Sur le banc des prévenus, le quadragénaire n’en croit pas ses oreilles. «Oh là là! Je ne me souviens pas.» Mais ce qu’il sait aujourd’hui, c’est qu’il va mieux. Aujourd’hui, il ne vit plus à la rue. Il dispose d’une chambre qu’il loue 850 euros par mois. Depuis novembre dernier, il a aussi un travail. Et il a même pu s’acheter une voiture pour 1 000 euros : «J’avance. Je demande pardon.»
«Donnez-moi 1 000 heures de travaux d’intérêt général (TIG) ou plus!», finira-t-il par lâcher aux juges sans détour.

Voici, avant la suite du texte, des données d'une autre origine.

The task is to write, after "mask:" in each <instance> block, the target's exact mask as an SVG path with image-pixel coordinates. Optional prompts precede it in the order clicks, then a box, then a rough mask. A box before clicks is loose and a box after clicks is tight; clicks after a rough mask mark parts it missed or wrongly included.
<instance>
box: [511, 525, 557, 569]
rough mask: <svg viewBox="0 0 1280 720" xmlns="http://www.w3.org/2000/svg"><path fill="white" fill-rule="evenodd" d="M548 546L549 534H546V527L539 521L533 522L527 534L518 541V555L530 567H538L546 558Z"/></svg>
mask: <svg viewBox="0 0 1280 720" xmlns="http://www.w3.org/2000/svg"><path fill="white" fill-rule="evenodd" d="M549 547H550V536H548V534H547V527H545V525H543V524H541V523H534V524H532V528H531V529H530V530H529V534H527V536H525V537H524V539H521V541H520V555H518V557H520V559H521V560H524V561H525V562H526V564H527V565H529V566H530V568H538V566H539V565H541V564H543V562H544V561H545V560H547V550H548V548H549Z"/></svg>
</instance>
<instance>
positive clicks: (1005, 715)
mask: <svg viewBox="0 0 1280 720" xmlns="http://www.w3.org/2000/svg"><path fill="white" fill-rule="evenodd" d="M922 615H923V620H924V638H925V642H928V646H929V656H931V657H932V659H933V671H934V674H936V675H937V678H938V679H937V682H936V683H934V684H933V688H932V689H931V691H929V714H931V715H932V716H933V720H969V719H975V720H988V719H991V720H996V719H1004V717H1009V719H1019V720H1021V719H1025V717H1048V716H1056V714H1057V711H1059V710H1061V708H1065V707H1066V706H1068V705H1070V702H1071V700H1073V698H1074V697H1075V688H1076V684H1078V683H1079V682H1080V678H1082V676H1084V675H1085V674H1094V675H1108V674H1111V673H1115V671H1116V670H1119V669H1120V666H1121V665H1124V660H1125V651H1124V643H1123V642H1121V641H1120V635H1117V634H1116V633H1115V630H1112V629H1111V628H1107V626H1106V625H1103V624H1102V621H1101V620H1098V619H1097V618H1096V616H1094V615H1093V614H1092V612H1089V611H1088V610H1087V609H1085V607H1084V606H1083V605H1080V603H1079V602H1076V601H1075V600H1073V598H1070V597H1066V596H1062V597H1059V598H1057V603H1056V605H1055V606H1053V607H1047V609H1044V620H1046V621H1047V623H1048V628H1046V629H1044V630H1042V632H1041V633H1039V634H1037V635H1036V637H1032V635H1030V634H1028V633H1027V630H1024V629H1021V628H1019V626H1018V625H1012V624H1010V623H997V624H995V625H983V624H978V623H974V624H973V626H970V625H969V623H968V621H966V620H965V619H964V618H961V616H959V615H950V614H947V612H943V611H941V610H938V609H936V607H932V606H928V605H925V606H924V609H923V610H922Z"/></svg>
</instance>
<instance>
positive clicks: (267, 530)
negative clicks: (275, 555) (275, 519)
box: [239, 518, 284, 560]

– «Cela ne va pas, on est limité au niveau du nombre d’heures.» La durée d’un travail d’intérêt général non rémunéré ne peut en effet pas être supérieure à 240 heures.
Le parquet requiert 15 mois de prison ferme
C’est la peine que demandera son avocat. «Son avenir a l’air mieux que son passé. Après les faits au CHL, il a été interné. Aujourd’hui, il a les deux pieds sur terre. Il a compris sa leçon», ajoutera Me Brian Hellinckx.
La représentante du parquet, elle, toutefois penche pour une peine de prison. Au vu de la multiplicité de faits, elle requiert 15 mois ferme. Un sursis n’est plus possible à cause de son casier judiciaire. En 2019, Joaquim avait échappé à la prison en étant condamné à accomplir 240 heures de TIG. À l’époque, il les avait exécutées à la «Stëmm vun der Strooss».
La 13e chambre correctionnelle rendra son jugement le 21 janvier.